The online DDoS tool uses a script that loads every target website and automatically refreshes the page to cause a surge in traffic and render the website inaccessible in an operation they called a "keyboard war."

"Think dry dry sense of shame, as the people of Taiwan, instead of looking forward to officially apologize (push to apologize to the diplomatic personnel stationed in Taiwan?)," the attacker's message, loosely translated from Chinese via Google Translate, read.

The goal of the attackers was clear: "To compel the Philippine government to formally apologize to Taiwan, and compensation for the families of the victims." it stressed.

Among the websites that could not be accessed on Saturday were those of the Office of the President (http://op.gov.ph/), Philippine National Police (www.pnp.gov.ph), the Philippine News Agency (http://www.pna.gov.ph/index.php), Department of Interior and Local Government (http://www.dilg.gov.ph/) and the Commission on Elections (www.comelec.gov.ph).

A random check of other government sites also found these targetted by the attacks:

A number of private websites, including media, were also reported to have been targetted.

Earlier, the local hacktivist group Anonymous #OccupyPhilippines, which has been involved in major site defacements and DDoS attacks in the past, stressed they will not be launching any hacking operations ahead of the elections.

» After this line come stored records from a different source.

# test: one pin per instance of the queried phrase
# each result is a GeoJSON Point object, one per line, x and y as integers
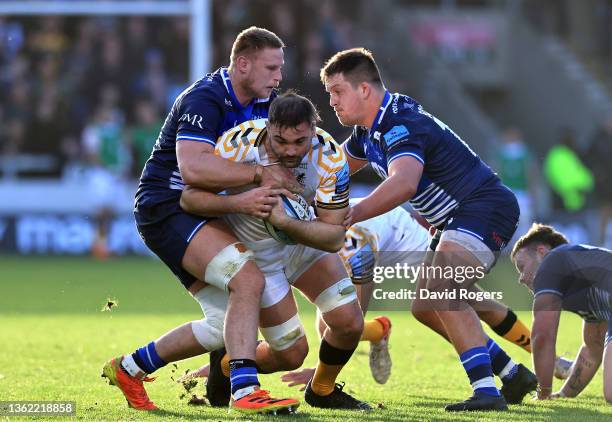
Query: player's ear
{"type": "Point", "coordinates": [364, 89]}
{"type": "Point", "coordinates": [243, 64]}
{"type": "Point", "coordinates": [542, 250]}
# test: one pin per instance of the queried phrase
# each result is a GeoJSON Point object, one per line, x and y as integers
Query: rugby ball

"Wala pong magaganap na OP ang Anonymous #OccupyPhilippines para sa magaganap na eleksyon ... hindi po kami gagalaw dahil baka sa amin pa po ibintang kapag nagkabukingan na may dayaan (Anonymous #OccupyPhilippines is undertaking no operation for the elections … we will not move because we might be blamed for any fraud that happens)," the group clarified on its Facebook page.

Malacanang had yet to issue a statement on the attacks.

While some of the inaccessible websites have no direct impact on the elections, the downtime of the Comelec website could become crucial as it hosts a wealth of resources related to Monday’s polls, such as the precinct locator and the official results of the elections.